L’idea è semplice, e le sperimentazioni fin qui fatte ne hanno dimostrato l’attuabilità: lavorare il pulper e trasformarlo in una sostanza plastica. Questo processo sarà attuato da un’azienda specializzata nella lavorazione degli imballaggi in plastica, la Selene, rappresentata in conferenza stampa da Marco Severini. Un’azienda del territorio, che utilizzerà un materiale proveniente dallo stesso territorio, per realizzare un prodotto destinato sempre allo stesso territorio. Un esempio di “economia circolare”, che vuol dire anche meno movimentazione merci (e quindi, ancora una volta, meno costi anche in termini di inquinamento).
Dalla lavorazione del pulper si possono ottenere diversi oggetti in plastica, ma, proprio per restare all’interno del ciclo di produzioni locali, la scelta – almeno al momento – è quella di creare un oggetto molto utilizzato, anche dalle stesse cartiere, ossia i pallet per il trasporto merci. La speranza è di arrivare, in un futuro non lontano, a riciclare completamente quelle 100.000 tonnellate di scarto prodotto (al momento si calcola di poterne lavorare circa un terzo). In attesa di quel momento Muchetti ha lanciato un invito agli enti locali, quello a dare la possibilità di utilizzare il pulter (che ha un alto potere calorifico) in impianti di termovalorizzazione locali, evitando il trasporto fino in Umbria o addirittura in Lombardia.

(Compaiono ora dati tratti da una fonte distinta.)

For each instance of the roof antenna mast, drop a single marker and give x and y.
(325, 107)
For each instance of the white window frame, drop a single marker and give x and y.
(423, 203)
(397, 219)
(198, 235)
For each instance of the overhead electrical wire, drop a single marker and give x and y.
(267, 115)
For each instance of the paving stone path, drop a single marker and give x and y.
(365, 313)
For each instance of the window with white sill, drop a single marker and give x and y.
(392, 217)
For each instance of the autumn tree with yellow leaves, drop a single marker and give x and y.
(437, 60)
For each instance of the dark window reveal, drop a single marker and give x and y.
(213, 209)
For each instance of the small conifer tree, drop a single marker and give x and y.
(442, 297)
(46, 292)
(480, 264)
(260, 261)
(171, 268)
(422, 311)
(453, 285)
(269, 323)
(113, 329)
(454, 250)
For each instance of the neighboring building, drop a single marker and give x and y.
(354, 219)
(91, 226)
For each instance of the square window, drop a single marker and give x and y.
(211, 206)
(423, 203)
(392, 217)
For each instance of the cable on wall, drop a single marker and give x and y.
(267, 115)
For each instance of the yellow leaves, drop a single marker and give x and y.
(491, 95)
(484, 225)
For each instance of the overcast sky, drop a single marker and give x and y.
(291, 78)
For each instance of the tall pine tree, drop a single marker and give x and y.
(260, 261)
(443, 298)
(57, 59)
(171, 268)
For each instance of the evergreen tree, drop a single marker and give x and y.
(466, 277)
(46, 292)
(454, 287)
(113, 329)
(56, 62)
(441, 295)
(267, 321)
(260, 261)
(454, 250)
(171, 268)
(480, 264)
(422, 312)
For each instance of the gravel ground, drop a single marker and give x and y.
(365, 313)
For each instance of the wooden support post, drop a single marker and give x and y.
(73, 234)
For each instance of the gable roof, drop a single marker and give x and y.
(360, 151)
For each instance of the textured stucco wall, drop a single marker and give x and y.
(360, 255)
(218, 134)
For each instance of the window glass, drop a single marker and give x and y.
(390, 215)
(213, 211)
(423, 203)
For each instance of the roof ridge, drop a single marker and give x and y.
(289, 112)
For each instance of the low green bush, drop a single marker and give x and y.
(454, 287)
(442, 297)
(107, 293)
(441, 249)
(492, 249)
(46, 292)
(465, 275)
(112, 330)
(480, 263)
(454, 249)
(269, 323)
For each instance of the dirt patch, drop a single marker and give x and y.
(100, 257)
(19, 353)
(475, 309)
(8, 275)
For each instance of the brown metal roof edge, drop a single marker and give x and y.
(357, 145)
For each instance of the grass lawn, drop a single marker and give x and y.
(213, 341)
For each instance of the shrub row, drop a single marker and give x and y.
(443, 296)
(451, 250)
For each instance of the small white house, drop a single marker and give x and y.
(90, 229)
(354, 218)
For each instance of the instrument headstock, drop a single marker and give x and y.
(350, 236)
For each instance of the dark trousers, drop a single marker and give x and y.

Intanto, però, almeno 30.000 tonnellate di materiale finora ritenuto inutile, anzi, un peso per le aziende che dovevano pagare per liberarsene, potranno trasformarsi da rifiuto a risorsa, con tutti i vantaggi elencati sin qui (risparmio, meno inquinamento) e anche qualcosa in più. Questo progetto pilota, una volta avviato, diventerà un processo produttivo che fra l’altro – è stato sottolineato, non avrà nemmeno bisogno di grandi spazi – ma avrà bisogno di persone. Quante è presto per dirlo, ma se tutto va come previsto, il progetto porterà anche nuova occupazione.